- W końcu nie mówimy tutaj o Wściekłych Bąkach Mszczerzyno, ani o wesołej drużynie kolonistów z Giżycka, tylko o - co by o niej nie mówić - legendzie polskiej piłki. Kazimierz Deyna, Łazienkowska, osiem mistrzostw kraju, czternaście Pucharów Polski, półfinał Pucharu Europy 1970, półfinał Pucharu Zdobywców Pucharów 1991, ćwierćfinał Ligi Mistrzów 1996... I te sukcesy można by wymieniać dalej, ale po co? W każdym razie Legia jest rozpoznawalną drużyną, a obcokrajowcy nie mieszkający na stałe w naszym kraju i orientujący się nieco w meandrach futbolu z Trzeciego Świata zawsze powiedzą ''Boniek, Buzała, Wisła, Lech, Legia''. Przynajmniej nie trzeba już inwestować w budowanie marki.
- I to także w Europie. Legioniści raczej regularnie łapią się do europejskich pucharów, a nawet regularnie mają przynajmniej przez większość sezonu szanse na tytuł mistrzowski. Co akurat specjalnie dziwnym nie jest, jako że w naszej lidze mistrzostw się nie wygrywa - mistrzostwa po prostu przegrywają inni, którzy robią wszystko, by ich nie zdobyć. Co więcej, jak pokazał ten sezon, stołecznej drużynie potrafi w takim ubogim kuzynie Ligi Mistrzów iść całkiem przyzwoicie. Wstydu nie ma.
- Warszawa to stolica państwa objętego recesją tak jak chwilowo wszystkie inne państwa świata, ale jednocześnie w stopniu mniejszym niż 99% całej reszty globu. Miasto jest duże, ciągle rośnie, jest wspaniałym rynkiem, a dodatkowo Legia nie ma w nim żadnej konkurencji. To znaczy teoretycznie ma, ale przy całej mojej sympatii dla nich, kibice Polonii są jak ninja - ubierają się na czarno i są najwyraźniej niewidzialni.
- Stadion jest gotowy, znośny, podobno nawet bardzo znośny, więc i ta inwestycja już odpada. I to inwestycja kosztująca potencjalnie mnóstwo diengów czy innego wampum.
- Jakby tego wszystkiego było mało, Akademia Piłkarska Legii jest ostatnio na fali. Młodych legionistów da się wyprzedać za sensowne pieniądze, sprowadzić za nie emerytów z Ligue 2 (i jeszcze trochę wampum zostanie), którzy na polską Ekstraklasę i tak powinni wystarczyć i biznes będzie się kręcił.

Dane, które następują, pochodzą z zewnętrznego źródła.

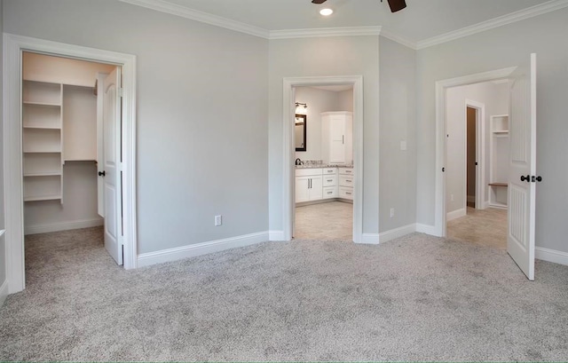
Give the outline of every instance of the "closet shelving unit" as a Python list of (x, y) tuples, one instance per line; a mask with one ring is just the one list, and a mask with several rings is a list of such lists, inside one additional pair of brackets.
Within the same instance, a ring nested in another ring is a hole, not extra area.
[(491, 169), (489, 177), (489, 205), (507, 208), (509, 170), (509, 115), (496, 114), (490, 119)]
[(63, 86), (22, 84), (24, 201), (63, 201)]

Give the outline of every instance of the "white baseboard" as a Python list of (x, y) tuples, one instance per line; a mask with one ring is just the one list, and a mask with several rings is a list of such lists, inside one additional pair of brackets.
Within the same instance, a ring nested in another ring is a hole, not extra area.
[(361, 244), (378, 245), (381, 242), (379, 233), (363, 233), (361, 234)]
[(381, 243), (394, 240), (395, 238), (406, 236), (406, 234), (416, 232), (416, 225), (412, 224), (408, 225), (403, 225), (402, 227), (391, 229), (390, 231), (383, 232), (379, 234), (379, 241)]
[(2, 286), (0, 286), (0, 307), (4, 305), (6, 297), (8, 297), (8, 279), (4, 280)]
[(268, 231), (270, 241), (284, 241), (284, 231)]
[(103, 225), (103, 218), (83, 219), (72, 222), (54, 223), (51, 225), (27, 225), (24, 228), (24, 234), (47, 233), (49, 232), (68, 231), (79, 228), (98, 227)]
[(449, 212), (446, 215), (446, 221), (449, 222), (452, 219), (456, 219), (459, 218), (460, 217), (463, 217), (465, 215), (467, 215), (468, 212), (466, 210), (465, 208), (462, 208), (461, 209), (457, 209), (457, 210), (454, 210), (452, 212)]
[(438, 231), (436, 230), (436, 226), (422, 225), (422, 223), (416, 224), (416, 232), (420, 232), (421, 233), (430, 234), (432, 236), (438, 236)]
[(540, 260), (568, 265), (568, 253), (566, 252), (537, 247), (534, 249), (534, 256)]
[(156, 252), (143, 253), (138, 256), (137, 267), (149, 266), (151, 264), (176, 261), (182, 258), (195, 257), (197, 256), (219, 252), (237, 247), (245, 247), (260, 242), (265, 242), (269, 241), (269, 235), (270, 233), (268, 232), (261, 232), (258, 233), (246, 234), (225, 240), (196, 243), (176, 249), (162, 249)]

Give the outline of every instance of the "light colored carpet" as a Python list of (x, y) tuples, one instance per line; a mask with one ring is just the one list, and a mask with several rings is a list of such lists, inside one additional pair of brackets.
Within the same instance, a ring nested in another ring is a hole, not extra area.
[(413, 233), (124, 271), (96, 228), (29, 236), (0, 360), (566, 360), (568, 267)]
[(353, 241), (353, 204), (343, 201), (296, 207), (294, 238)]
[(467, 215), (447, 223), (446, 234), (454, 240), (507, 250), (507, 209), (467, 209)]

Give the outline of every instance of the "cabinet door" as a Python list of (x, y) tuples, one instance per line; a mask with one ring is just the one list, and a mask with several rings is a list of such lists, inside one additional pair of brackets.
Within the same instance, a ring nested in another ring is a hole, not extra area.
[(310, 177), (310, 201), (318, 201), (323, 198), (323, 185), (321, 177)]
[(345, 163), (345, 119), (332, 116), (329, 120), (329, 162)]
[(310, 200), (309, 189), (310, 177), (296, 177), (296, 202), (308, 201)]

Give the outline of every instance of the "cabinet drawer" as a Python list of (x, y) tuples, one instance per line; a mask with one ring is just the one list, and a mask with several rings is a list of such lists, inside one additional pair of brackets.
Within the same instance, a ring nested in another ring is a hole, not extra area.
[(336, 175), (324, 175), (323, 176), (323, 186), (335, 186), (337, 185)]
[(353, 175), (353, 168), (339, 168), (339, 175)]
[(337, 187), (336, 186), (325, 186), (323, 188), (323, 199), (337, 198)]
[(353, 177), (350, 175), (339, 176), (339, 186), (353, 187)]
[(321, 175), (321, 168), (314, 168), (314, 169), (296, 169), (296, 177), (306, 177), (309, 175)]
[(339, 198), (353, 200), (353, 188), (348, 188), (346, 186), (339, 187)]

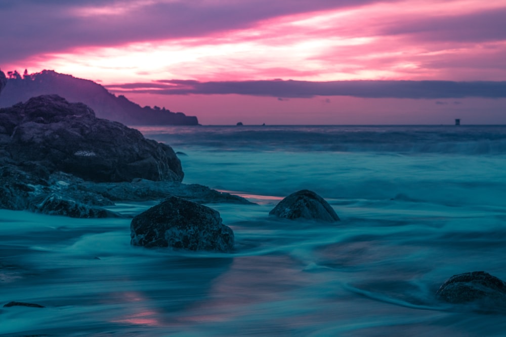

- To jedyna drużyna w Europie, a nawet jeśli wierzyć Tomaszowi Wołkowi oraz gromadzie innych ekspertów od pozaeuropejskiej piłki, na świecie, która ma w swoim składzie Jakuba Wawrzyniaka. Już widzę to hasło reklamowe ''Jedyny Zespół Z Wawrzyniakiem vs PSV Einhoven! One Man Stand Up Show!''. 60 milionów za taką okazję wydaje się być naprawdę marnymi groszami.